Unanswered by Debs Arguing and fighting.

Fighting and arguing.

No 'I love you's', no gentle touches, no sweet words, just screams and punches.

Where did we go wrong?

I remember our first date. You were such a gentleman, holding the door open for me, pulling the seat out, listening to everything word said. Laughing at my jokes, making me feel special....

I remember when we fist made love. You were so caring with me, being careful not to hurt me, cause you knew it was my first time, making sure I was satisfied.

You used to tell me you loved me every day. If we had to be separated for any amount of time, you'd always send me flowers. Beautiful red roses. Cause you knew they were my favourites.

You used to hold me at night and make me feel safe.

What happened to you?

Why did you change?

Why did you hit me?

Was it because I laughed at Adam's joke?

Was it because I talked to Jay?

Was it because I sparred with Matt and Jeff?

Or was it because of the gold band around my finger?

Did I suddenly become your property when I slid that ring on?

Did that band mean I couldn't have a life?

Did it mean I wasn't allowed to speak to anyone but you?

Did it mean that, although I was your husband, you could still sleep around?

Did it give you the right to rape me when I didn't want to have sex?

Did it give you permission to beat me from one end of our home to the other cause I didn't have your dinner ready when you wanted it?

Did it give you the right to fuck Kurt when I was in the same house as you?

Did it give you the right to break me?

How did it feel to break me?

Did it make you feel superior?

Were you suddenly a better man than I was?

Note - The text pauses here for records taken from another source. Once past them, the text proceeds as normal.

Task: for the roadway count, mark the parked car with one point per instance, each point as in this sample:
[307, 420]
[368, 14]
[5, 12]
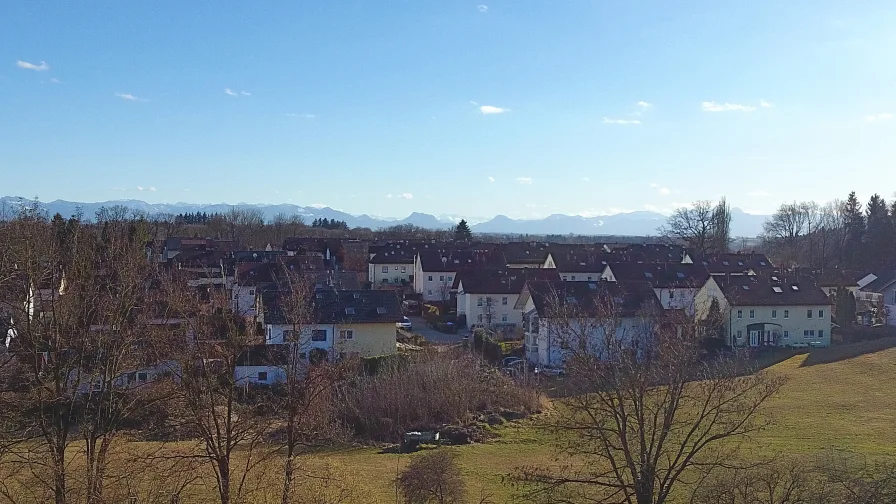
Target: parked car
[549, 371]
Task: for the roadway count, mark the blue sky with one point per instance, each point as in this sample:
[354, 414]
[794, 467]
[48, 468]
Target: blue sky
[523, 107]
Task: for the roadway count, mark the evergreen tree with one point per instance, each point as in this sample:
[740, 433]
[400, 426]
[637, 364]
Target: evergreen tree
[462, 231]
[855, 229]
[878, 234]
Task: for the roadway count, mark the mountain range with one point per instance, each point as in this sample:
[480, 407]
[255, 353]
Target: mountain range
[622, 224]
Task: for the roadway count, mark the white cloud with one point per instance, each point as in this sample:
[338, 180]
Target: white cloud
[43, 67]
[488, 109]
[607, 120]
[129, 97]
[726, 107]
[879, 117]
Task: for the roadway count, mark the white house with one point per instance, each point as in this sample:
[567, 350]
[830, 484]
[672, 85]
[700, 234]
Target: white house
[559, 315]
[769, 309]
[487, 297]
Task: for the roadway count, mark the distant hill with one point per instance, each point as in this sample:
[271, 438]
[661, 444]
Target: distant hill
[622, 224]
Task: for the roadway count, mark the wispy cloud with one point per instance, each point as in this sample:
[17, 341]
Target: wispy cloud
[726, 107]
[607, 120]
[129, 97]
[489, 109]
[879, 117]
[665, 191]
[42, 67]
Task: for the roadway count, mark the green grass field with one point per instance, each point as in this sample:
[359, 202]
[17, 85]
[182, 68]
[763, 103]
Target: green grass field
[842, 397]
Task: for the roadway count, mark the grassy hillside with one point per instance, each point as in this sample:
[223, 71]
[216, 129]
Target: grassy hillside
[843, 397]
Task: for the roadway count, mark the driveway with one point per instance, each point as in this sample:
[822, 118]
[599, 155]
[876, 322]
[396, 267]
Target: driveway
[434, 336]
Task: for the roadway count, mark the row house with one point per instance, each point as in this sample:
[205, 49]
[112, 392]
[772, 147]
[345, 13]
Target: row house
[488, 297]
[768, 309]
[558, 316]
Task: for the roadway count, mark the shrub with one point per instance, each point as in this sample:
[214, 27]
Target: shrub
[432, 389]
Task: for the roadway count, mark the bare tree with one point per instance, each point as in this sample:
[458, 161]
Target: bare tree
[223, 414]
[649, 405]
[432, 478]
[703, 227]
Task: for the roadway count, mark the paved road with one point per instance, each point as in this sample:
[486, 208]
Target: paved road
[434, 336]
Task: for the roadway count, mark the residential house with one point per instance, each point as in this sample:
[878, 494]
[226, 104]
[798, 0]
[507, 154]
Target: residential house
[360, 322]
[487, 297]
[561, 315]
[768, 309]
[674, 284]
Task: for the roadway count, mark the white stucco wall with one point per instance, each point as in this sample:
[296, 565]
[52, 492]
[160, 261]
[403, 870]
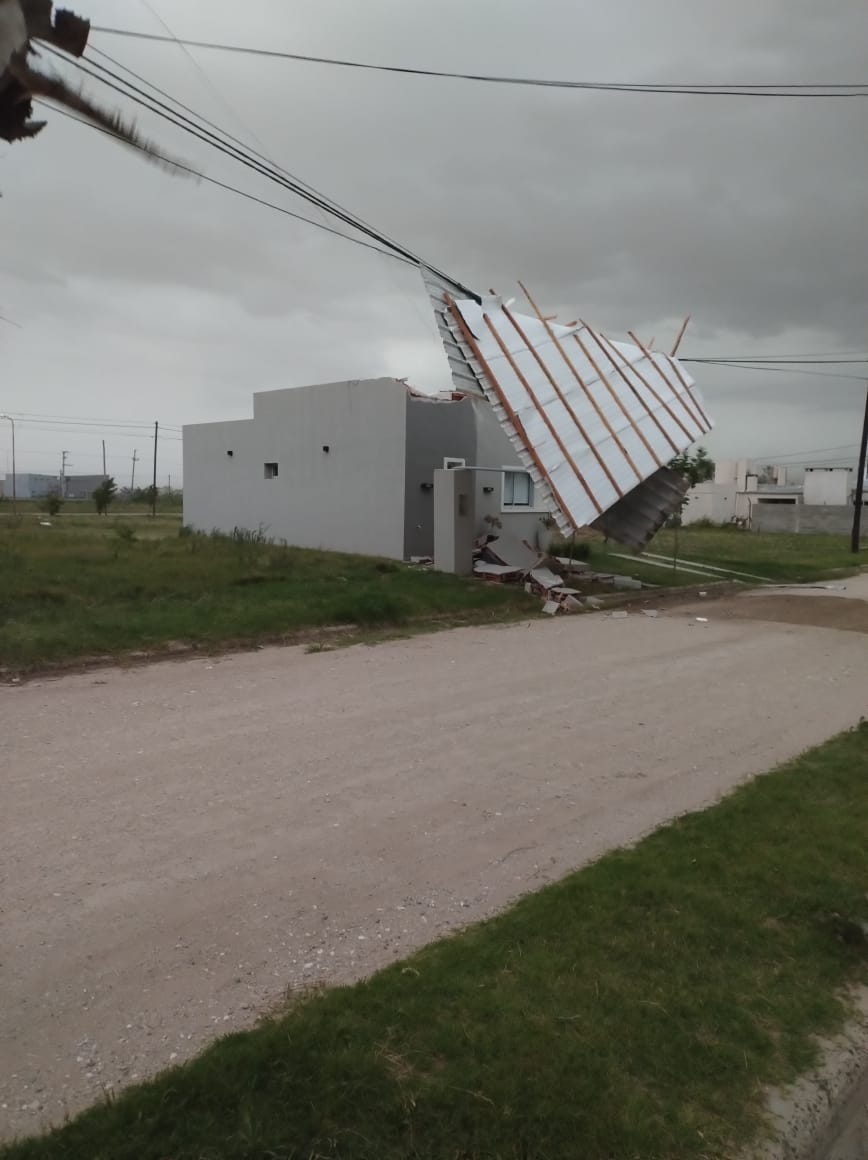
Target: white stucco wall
[827, 485]
[710, 501]
[347, 499]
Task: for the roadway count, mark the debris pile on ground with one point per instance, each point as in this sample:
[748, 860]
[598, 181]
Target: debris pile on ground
[505, 559]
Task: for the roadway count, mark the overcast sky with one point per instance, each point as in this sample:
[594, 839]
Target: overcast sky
[140, 296]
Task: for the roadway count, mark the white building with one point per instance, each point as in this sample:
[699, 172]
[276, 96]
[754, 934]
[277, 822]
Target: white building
[823, 502]
[349, 466]
[29, 485]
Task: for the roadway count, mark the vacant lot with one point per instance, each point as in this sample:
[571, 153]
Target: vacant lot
[84, 587]
[780, 557]
[81, 586]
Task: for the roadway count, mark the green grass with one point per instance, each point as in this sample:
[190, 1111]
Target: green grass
[86, 587]
[635, 1009]
[776, 556]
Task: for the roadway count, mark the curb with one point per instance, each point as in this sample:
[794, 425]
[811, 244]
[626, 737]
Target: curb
[824, 1115]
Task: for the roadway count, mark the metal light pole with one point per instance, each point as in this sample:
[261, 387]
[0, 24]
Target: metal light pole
[14, 478]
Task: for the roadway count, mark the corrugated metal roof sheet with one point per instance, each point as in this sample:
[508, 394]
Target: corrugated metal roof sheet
[593, 421]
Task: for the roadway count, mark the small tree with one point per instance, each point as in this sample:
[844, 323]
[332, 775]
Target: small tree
[696, 468]
[105, 494]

Did beating me so bad, that I had to beg to be left alone, make you happy?

Did you enjoy calling me names when you hit me?

Did you tell all your friends that I was your bitch?

Did they laugh and congratulate you?

Did you feel powerful when you let Hunter rape me?

Did it feel good when you sold my body to Shane?

Were you pleased when Mark drugged me?

Did you laugh when Steve dragged me away kicking and screaming after he paid you to use me as his fuck-toy for a week?

Did you enjoy the money you earned from whoring my ass out?

Did you like it when I begged to die?

Did you smile when I screamed to be left alone?

Did you get hard when I was blindfolded and whipped by Vince?

Did you feel pity when I couldn't walk for a month?

Did you revel in my pain?

Were you happy when my eyes were swollen shut?

Were you delighted when I found out I was dying?

Did you smirk when the doctor confirmed I had AIDS?

Did you laugh when my body started to shut down?

Did you find it amusing when I had to take ten pills a day?

Did you feel relieved when I died?

Were you bored at my funeral?

Were you happy I was gone?

Did you ever feel sorry for me?

Did you ever love me, Chris?

Were you even capable of love?

Or could you love everyone else except Chris Jericho?